The Newlywed’s Window is an insightful, empathetic short story collection that focuses on women and LGBTQ+ people across Africa.
The Newlywed’s Window gathers twelve compelling stories by contemporary African writers, most of which address the experiences of women across the cultures of the continent.
With some stories that are realistic and literary, and others that delve into magical realism and speculative fiction, this collection opens with a woman in labor who, having paid for a private hospital, hopes for some level of care; instead, she receives little attention, and enters into a battle of wills with a trio of ill-equipped nurses. In another story, a paternal aunt is beaten as the narrator’s mother stands by, watching and judging, her silence serving as tacit approval. The daughter sees the hypocrisy in her mother’s actions and makes sly comment. Indeed, the relationships between mothers and daughters act as ballasts in several stories: sometimes, the women share their burdens; in other places, they create their burdens.

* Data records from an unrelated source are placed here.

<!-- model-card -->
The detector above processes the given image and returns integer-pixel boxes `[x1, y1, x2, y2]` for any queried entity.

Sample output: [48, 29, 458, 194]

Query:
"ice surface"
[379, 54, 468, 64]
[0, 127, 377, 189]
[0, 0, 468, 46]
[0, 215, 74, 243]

Compelling introductions of supernatural elements mark the collection, too. It includes a visit from the Daya Zimu, a spelled picture frame, and a curse of endless rain. Though its antagonists spring from otherworldly sources, they also reveal human beings’ complexity—the ugliness of bullying, a child desperate to understand her origins, and a mother eager to protect her child.

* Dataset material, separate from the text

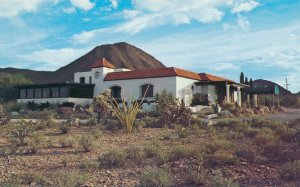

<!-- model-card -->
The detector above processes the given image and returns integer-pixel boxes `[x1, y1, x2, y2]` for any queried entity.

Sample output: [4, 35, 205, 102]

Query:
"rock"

Sexuality also threads through the stories. In one, a Catholic man writes to his mother, sharing his decision to stay in Ireland, rather than return to Nigeria. And in “The Newlywed’s Window,” a woman contemplates what marriage would be like for her, thinking that she would become lost within its institution. From her perch at her window, she tries to use the details of the street below to overshadow marriage’s traps—until the open window across from hers becomes too tempting to ignore. Here and elsewhere, these stories show people struggling against sexism, racism, class, colorism, and homophobia.

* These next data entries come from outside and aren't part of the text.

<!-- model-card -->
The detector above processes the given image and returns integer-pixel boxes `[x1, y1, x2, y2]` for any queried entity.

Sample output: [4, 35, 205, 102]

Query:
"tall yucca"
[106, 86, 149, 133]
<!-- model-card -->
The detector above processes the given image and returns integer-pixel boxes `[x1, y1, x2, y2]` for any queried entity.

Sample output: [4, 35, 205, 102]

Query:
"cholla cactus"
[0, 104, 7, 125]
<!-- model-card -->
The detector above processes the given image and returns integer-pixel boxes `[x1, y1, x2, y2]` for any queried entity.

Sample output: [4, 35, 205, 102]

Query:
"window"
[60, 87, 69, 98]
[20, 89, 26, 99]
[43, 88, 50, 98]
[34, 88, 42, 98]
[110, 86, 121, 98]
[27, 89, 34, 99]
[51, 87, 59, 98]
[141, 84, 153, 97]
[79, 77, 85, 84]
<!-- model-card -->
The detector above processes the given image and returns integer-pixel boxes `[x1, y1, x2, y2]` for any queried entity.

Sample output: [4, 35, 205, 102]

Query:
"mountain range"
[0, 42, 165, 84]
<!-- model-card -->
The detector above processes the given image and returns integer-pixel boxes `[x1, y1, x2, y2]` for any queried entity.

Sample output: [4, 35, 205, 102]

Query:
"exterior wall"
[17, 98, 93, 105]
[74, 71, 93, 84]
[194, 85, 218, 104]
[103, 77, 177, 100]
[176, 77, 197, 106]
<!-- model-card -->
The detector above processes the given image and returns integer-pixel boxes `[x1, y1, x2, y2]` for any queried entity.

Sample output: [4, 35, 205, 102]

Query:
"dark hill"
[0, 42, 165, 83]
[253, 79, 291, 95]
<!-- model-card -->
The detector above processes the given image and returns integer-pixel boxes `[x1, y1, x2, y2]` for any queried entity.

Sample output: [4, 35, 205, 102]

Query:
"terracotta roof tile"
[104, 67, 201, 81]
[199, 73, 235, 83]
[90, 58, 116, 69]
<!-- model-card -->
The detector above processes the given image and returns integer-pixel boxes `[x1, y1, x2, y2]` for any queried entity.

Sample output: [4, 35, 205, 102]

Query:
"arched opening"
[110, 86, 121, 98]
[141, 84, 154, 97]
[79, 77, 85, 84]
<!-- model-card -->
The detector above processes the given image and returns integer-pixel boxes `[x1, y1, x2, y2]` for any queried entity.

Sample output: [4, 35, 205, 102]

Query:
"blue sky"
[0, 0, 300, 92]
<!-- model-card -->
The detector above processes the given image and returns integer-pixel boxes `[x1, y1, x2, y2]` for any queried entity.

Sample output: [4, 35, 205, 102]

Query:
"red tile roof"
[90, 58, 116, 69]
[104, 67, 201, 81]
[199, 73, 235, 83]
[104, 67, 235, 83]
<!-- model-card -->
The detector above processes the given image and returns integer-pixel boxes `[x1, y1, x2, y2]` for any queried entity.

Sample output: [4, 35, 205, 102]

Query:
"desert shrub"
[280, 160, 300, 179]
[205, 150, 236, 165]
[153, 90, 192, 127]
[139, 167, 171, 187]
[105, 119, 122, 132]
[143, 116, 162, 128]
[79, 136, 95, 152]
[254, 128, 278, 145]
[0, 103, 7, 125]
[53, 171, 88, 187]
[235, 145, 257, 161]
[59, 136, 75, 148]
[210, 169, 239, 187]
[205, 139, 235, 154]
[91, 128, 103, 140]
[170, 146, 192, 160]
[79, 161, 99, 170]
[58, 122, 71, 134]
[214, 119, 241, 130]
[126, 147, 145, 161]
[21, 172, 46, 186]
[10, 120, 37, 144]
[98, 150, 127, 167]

Set in locations including Nigeria and Tanzania, these stories ably reveal sites like rough-and-tumble taverns and the busy streets of Zanzibar. In such places, people question the social demands for shame that are placed upon those who happen to be poor, ugly, or attractive. In a measured way, the entries wonder whether it is wrong for a woman to own her future and the rights to her body, too. Such provocative questions illuminate these tales, as their memorable characters either learn from their inquiries or struggle against them.
With empathy, the insightful contemporary short story collection The Newlywed’s Window focuses on women and LGBTQ+ people across Africa.